Menolak ”Rebranding” dalam Pemilu
Selain berpotensi membohongi pemilih, ”rebranding" dalam politik menunjukkan ketidakmauan berkompetisi di wilayah gagasan, konsep, dan ideologi.
Dalam dunia pemasaran, branding ataupun rebranding merupakan hal lumrah, bahkan menjadi semacam kewajiban. Pada banyak kasus, hal yang dikonsumsi oleh konsumen bukan lagi produk fisik berupa barang atau jasa, melainkan yang dikonsumsi adalah citra, imaji, atau brand yang sengaja dilekatkan produsen pada produk tersebut. Oleh karena itu, ketika suatu produk gagal atau tidak diterima konsumen, salah satu upaya untuk memperbaiki daya jualnya adalah dengan rebranding, mengubah citra, atau menyusun ulang penampilan.

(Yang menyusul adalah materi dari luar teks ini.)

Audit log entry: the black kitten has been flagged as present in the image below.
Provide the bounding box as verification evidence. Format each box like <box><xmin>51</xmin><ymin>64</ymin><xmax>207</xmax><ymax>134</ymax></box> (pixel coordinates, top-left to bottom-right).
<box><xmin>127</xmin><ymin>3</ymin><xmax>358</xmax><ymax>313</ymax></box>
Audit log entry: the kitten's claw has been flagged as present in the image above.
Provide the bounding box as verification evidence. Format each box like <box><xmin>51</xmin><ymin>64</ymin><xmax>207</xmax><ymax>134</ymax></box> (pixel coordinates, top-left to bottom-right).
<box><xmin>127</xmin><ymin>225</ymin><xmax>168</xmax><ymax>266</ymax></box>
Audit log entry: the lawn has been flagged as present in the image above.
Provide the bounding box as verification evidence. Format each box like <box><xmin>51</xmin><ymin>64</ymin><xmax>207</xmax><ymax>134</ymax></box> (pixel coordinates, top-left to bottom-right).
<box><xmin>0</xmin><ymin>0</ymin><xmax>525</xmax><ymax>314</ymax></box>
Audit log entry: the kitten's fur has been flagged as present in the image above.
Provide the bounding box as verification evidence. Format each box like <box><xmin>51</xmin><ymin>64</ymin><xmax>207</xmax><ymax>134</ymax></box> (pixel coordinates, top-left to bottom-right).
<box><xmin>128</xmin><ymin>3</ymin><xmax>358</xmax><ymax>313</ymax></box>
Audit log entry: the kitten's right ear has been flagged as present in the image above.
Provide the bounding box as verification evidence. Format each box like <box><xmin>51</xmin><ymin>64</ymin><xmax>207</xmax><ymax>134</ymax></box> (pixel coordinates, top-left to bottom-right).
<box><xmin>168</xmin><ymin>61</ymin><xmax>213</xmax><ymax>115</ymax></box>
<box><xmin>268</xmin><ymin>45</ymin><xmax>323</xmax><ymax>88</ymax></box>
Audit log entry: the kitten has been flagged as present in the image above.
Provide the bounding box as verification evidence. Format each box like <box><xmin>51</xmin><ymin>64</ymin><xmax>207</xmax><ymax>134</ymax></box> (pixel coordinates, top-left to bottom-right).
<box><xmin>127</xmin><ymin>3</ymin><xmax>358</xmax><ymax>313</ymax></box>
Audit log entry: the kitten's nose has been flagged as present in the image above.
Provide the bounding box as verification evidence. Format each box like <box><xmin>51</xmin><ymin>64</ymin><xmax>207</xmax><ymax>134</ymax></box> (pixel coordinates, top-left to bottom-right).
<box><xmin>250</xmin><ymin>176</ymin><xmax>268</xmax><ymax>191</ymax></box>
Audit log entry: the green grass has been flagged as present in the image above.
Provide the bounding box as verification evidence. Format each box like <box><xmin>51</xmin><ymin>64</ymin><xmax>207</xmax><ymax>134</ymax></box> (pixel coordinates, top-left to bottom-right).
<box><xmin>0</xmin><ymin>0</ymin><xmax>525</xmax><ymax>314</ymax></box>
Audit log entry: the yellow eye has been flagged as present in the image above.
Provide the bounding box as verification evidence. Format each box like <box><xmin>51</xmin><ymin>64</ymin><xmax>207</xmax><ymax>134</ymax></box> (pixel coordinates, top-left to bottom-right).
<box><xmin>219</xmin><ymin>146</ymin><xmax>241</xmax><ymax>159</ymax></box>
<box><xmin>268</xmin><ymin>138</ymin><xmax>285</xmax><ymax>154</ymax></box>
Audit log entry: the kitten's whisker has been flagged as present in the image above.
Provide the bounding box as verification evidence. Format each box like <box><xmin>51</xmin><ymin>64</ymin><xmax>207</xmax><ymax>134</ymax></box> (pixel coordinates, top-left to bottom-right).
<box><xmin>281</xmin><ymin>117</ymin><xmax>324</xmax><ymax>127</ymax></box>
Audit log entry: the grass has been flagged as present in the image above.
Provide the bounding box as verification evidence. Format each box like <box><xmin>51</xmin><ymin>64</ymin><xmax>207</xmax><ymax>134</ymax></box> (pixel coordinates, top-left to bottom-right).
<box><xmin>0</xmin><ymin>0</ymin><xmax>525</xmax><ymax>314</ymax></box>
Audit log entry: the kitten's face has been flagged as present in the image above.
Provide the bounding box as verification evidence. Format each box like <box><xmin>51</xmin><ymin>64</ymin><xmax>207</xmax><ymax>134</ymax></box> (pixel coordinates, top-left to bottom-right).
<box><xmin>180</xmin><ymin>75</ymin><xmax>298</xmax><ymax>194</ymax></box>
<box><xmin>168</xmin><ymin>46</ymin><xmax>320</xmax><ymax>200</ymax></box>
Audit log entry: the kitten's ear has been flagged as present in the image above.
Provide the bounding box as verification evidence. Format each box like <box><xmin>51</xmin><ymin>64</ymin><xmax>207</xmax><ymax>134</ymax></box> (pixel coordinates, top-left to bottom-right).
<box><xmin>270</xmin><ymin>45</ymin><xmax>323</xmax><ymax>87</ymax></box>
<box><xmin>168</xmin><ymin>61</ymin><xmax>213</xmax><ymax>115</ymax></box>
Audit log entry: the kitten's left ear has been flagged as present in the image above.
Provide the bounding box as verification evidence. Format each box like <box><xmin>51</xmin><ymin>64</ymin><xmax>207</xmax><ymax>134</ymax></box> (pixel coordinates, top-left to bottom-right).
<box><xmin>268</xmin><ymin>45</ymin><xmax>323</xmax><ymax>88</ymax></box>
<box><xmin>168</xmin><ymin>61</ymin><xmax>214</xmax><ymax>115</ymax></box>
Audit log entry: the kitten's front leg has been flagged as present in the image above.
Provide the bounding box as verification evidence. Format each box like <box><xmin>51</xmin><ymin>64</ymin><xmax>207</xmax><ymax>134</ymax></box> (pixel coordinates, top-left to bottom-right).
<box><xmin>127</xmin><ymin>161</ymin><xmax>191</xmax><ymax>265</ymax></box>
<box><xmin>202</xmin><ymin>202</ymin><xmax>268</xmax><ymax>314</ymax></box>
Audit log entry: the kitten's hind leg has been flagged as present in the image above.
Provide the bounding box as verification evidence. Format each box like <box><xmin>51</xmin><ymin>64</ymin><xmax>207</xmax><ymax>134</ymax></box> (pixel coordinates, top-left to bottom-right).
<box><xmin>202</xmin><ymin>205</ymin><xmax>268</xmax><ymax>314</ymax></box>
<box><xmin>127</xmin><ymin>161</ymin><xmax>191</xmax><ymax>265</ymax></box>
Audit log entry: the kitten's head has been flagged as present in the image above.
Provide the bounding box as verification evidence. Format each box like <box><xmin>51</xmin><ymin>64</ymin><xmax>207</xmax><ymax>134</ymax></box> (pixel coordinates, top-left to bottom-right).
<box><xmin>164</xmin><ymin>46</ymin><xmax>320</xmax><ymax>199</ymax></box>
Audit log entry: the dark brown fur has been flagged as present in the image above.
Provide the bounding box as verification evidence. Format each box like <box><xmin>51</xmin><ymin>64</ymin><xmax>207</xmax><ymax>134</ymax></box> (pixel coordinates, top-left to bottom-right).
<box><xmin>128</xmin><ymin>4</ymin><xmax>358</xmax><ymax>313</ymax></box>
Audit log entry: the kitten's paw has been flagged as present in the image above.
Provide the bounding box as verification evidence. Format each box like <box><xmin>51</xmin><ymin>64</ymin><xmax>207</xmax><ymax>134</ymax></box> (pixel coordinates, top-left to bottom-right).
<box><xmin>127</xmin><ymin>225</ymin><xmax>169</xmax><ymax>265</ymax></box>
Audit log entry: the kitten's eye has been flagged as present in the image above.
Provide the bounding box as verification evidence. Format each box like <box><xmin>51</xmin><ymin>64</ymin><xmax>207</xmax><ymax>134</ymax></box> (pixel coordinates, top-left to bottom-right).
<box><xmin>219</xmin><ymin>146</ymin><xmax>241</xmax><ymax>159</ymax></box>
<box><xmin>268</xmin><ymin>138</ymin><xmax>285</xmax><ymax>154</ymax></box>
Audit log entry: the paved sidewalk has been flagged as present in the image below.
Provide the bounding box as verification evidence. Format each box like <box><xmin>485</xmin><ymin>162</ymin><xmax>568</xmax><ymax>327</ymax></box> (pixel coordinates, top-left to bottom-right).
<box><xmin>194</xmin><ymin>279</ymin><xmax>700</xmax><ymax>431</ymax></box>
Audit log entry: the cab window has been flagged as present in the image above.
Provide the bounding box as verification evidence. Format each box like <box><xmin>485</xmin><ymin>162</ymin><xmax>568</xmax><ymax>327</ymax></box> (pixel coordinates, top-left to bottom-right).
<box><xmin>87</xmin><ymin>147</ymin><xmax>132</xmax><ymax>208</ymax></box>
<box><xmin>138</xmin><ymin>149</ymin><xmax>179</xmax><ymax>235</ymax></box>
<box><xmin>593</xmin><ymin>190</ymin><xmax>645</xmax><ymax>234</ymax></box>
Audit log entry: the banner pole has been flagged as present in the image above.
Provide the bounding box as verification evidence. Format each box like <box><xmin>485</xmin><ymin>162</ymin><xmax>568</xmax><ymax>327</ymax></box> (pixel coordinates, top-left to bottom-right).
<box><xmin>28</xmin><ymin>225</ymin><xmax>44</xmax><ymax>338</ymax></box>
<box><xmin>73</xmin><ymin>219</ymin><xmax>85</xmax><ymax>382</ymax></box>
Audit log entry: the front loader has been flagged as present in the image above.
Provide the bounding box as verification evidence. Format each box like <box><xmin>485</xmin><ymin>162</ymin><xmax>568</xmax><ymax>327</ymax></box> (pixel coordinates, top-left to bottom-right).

Dari perspektif Undang-Undang Perlindungan Konsumen (UU No 8 Tahun 1999), legalitas branding atau pencitraan yang demikian berada di wilayah abu-abu. Secara umum, pencitraan melalui iklan bukan merupakan pelanggaran hukum selama masih ”dalam batas kewajaran”, tidak manipulatif, dan disertai informasi mengenai produk secara lengkap dan jujur. Namun, batas-batas antara iklan yang wajar dan iklan yang manipulatif sulit dibuktikan secara hukum meskipun sebenarnya mudah dirasakan.